Ah man I have been so unlucky in trying to get a hold of a key for this Beta test.  I have the game, I have the patch.... I dont have a key.

If any of you beautiful Chronics could help me with this, I would be very grateful.  It makes me sad that fools who have no appreciation of Tolkien could be gracing his world right now and I am stuck in this bitter reality.  

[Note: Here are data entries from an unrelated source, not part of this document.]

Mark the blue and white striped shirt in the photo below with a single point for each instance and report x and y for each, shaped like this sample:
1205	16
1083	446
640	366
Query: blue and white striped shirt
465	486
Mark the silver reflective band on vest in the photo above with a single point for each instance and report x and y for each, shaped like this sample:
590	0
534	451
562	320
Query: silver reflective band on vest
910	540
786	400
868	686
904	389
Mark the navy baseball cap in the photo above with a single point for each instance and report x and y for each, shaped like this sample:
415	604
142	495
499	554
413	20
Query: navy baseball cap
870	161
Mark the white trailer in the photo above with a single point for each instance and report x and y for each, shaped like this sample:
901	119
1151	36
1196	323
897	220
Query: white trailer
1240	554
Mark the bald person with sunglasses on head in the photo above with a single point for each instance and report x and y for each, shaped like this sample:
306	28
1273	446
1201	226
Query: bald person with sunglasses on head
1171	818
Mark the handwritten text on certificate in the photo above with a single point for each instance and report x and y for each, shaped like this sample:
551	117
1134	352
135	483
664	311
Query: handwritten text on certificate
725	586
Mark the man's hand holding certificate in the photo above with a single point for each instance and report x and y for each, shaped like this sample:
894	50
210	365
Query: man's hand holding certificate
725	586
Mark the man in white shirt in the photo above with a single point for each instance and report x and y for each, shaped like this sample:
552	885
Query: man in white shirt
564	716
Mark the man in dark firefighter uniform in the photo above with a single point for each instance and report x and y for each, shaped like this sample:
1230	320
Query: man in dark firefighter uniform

If you can not supply a key could you please break my heart further by describing your experience of playing this game?  

Sadness,


----------



## Lacedaemonian (Apr 3, 2007)

I hasten to add if you do have a key could you PM me it and not post it here.


----------



## Commonmind (Apr 3, 2007)

Where are you located?


----------



## Commonmind (Apr 3, 2007)

As for a description of the game, it's basically a Lord of the Rings skin pulled over the top of Stormreach. As a fan of the series, you're either going to love it or hate; I would fit into the latter category, as it comes off as a complete bastardization of the franchise, in my very humble opinion. Character creation is limited, the mechanics are truncated by Turbine's need to cling to outdated interfaces and though some of the concepts and environmental design are pretty to look at on your initial trip to digital Middle-Earth, it quickly loses its luster. As well, I didn't feel the developer paid close attention to detail and built the world in a very superficial way; it's more likely going to cater to your fans of the movie franchise, and not those that have read the literature.


----------



## Lacedaemonian (Apr 3, 2007)

I have to say that my initial response was one of disappointment.  Like you say, it lacks depth.  As much as I might enjoy the game, I can not escape the feeling that it plays no better than Silkroad or other free online RPG's.  I have only just completed the Intro Quests, so perhaps the game will pick up.  Somehow I doubt it.  

This game was under construction for several years.  At some point I lost contact.  I regain contact with the game but the site has changed and the whole format with it.  Had the original franchise been bought out?  It is with huge sadness that I think the game I have looked forward too for so long is utter crap.  Mediocre RPG fare.  I hope I am wrong.


----------